Extraordinat how O'Neill manages to brand the moral bankruptcy of arms manufacturers as that if 'environmentalists' on the basis of one organisation, minimally environmentalist anyway. The development of green warfare doesn't 'reveal the warped priorities and inner misanthropy of the environmentalist movement' at all, it reveals how arms manufacturers would like us to believe they are morally responsible. Considering the anti-war attitude of the vast majority of real environmentalists as opposed to managers fiddling with carbon targets, it's stretching facts too far even for O'Neill, whose anti-environment stance is well known and tiresome. The whole idea reads like a spoof anyway, since they have been stuffing bullets, shells and rockets with depleted uranium [DU] for decades, and pumping all our nuclear waste into Afghanistan and Iraq, to voice concern at this juncture over lead is hypocrisy indeed. A pity O'Neill didn't take this route and criticise the people who fund and arm wars, or even the politicians who make war, or the soldiers who willingly fight wars. But no, this doctrinaire journo chooses to blame 'environmentalists' in a complete abuse of argument my thirteen year old ghrandaughter would see through in an instant. Try harde Brendan, or get a job your talents equip you for.
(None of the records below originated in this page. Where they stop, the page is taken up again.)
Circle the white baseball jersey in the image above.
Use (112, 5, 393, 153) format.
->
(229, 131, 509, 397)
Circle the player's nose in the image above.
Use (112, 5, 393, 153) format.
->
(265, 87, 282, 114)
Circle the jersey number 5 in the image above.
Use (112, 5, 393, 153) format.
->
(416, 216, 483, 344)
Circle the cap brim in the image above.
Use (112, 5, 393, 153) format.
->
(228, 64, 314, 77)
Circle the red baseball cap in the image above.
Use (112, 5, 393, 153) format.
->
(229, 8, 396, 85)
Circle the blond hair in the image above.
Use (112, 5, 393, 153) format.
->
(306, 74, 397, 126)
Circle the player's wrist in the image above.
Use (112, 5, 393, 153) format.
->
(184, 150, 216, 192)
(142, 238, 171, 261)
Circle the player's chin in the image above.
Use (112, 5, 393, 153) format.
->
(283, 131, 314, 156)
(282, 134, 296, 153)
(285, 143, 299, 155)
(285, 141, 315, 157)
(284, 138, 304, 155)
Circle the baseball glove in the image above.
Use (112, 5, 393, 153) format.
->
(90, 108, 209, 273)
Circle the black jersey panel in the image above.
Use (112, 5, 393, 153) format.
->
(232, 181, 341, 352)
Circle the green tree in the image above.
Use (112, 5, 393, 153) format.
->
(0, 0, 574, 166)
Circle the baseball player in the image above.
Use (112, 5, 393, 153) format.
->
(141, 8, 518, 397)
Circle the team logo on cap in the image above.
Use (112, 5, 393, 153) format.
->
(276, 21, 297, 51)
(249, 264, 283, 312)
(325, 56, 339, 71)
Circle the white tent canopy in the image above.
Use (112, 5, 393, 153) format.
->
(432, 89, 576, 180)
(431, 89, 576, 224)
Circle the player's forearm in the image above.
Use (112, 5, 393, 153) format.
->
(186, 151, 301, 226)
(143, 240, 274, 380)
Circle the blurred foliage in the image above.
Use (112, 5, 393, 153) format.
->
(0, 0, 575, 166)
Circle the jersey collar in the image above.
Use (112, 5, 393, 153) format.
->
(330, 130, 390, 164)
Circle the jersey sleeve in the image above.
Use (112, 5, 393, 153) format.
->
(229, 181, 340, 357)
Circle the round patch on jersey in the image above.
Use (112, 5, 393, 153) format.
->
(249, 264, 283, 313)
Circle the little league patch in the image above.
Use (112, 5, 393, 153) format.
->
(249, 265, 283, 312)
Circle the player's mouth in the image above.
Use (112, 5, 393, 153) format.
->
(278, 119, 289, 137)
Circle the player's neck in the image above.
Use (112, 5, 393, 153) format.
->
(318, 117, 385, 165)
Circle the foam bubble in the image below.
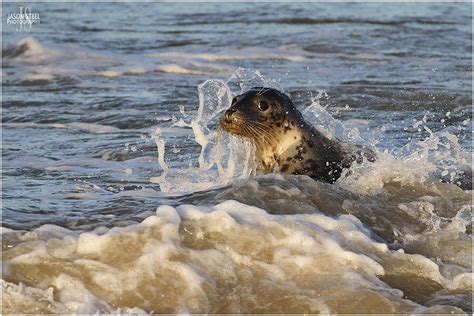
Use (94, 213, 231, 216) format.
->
(3, 37, 57, 63)
(2, 201, 470, 313)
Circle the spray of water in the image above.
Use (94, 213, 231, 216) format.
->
(151, 68, 471, 195)
(150, 71, 270, 193)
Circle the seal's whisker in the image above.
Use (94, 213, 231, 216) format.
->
(249, 122, 271, 136)
(255, 131, 271, 144)
(257, 87, 269, 96)
(246, 125, 260, 141)
(242, 124, 260, 143)
(251, 124, 270, 139)
(251, 120, 272, 129)
(247, 123, 273, 146)
(250, 122, 273, 141)
(242, 125, 257, 142)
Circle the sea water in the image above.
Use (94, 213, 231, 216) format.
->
(1, 2, 472, 314)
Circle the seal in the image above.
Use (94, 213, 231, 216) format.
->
(219, 87, 375, 183)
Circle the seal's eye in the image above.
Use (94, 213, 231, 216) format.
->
(231, 97, 238, 104)
(257, 100, 269, 111)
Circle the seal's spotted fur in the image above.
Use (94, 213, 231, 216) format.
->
(219, 87, 375, 183)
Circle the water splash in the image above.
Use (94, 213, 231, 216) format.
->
(151, 69, 470, 195)
(226, 67, 283, 93)
(303, 90, 368, 145)
(297, 91, 471, 193)
(150, 74, 259, 193)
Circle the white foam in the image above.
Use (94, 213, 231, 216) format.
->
(4, 122, 120, 134)
(4, 37, 234, 87)
(3, 200, 469, 313)
(53, 273, 113, 313)
(150, 78, 256, 193)
(76, 232, 109, 256)
(338, 131, 471, 195)
(3, 37, 58, 63)
(150, 48, 307, 62)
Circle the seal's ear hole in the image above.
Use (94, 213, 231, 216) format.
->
(257, 100, 269, 111)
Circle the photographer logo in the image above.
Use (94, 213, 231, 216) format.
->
(7, 6, 40, 31)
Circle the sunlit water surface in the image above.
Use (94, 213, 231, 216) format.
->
(1, 2, 472, 314)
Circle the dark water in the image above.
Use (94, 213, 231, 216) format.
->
(1, 2, 472, 314)
(2, 2, 472, 229)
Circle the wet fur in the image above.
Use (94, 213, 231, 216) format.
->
(219, 87, 375, 183)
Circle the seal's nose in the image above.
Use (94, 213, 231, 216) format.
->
(224, 108, 236, 123)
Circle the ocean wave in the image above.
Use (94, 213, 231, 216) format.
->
(3, 122, 121, 134)
(151, 49, 308, 62)
(149, 72, 471, 196)
(2, 4, 471, 314)
(2, 37, 312, 84)
(2, 37, 234, 84)
(258, 17, 459, 26)
(1, 200, 470, 313)
(2, 37, 58, 63)
(176, 17, 459, 27)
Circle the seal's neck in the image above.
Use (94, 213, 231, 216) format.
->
(254, 116, 342, 175)
(275, 127, 304, 156)
(255, 120, 306, 173)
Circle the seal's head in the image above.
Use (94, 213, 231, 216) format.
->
(219, 87, 375, 182)
(219, 87, 318, 175)
(219, 87, 302, 146)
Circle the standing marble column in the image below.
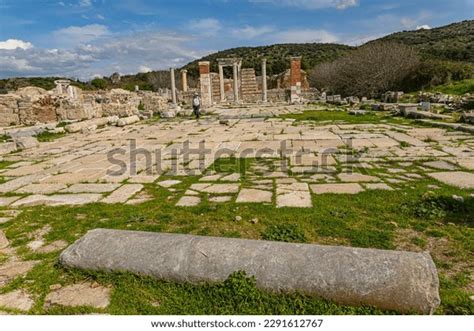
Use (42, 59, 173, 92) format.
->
(261, 58, 267, 103)
(170, 67, 177, 105)
(181, 69, 188, 92)
(232, 64, 239, 103)
(218, 65, 225, 102)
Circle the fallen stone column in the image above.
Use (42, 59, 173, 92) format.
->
(116, 115, 140, 127)
(65, 116, 118, 133)
(60, 229, 440, 314)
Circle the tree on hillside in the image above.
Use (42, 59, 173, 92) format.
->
(310, 42, 421, 97)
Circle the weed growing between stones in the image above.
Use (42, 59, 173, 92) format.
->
(262, 224, 307, 243)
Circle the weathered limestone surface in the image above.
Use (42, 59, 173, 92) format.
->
(44, 282, 110, 309)
(428, 171, 474, 189)
(0, 290, 34, 311)
(236, 188, 272, 203)
(0, 261, 38, 286)
(61, 229, 441, 314)
(101, 184, 143, 203)
(11, 194, 102, 207)
(14, 136, 39, 150)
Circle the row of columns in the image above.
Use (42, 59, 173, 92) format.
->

Posted by Peter Simmons at 11:07am on November 30, 2009

I am so glad to log in to read and respond to the comments of well-informed people when issues such as these are discussed. My memory goes a long way back: it was Henry Kissinger who coined the phrase `the dysfunction of war' in the seventies. He said we one day would be fighting for possession of the last remaining among the earth's endowments (oil and other non-renewables) and hard-to-capture renewables: potable water for example. Conventional warfare would no longer be an option.

Posted by Diana Mitchell at 3:18pm on November 30, 2009

Hmm..oil,most of the potable water in North America, and of course uranium. Canada has it all, and the United States would love to share it with us. Diana Mitchell is so right. Currently there is quiet invasion going on, through Ducks Unlimited.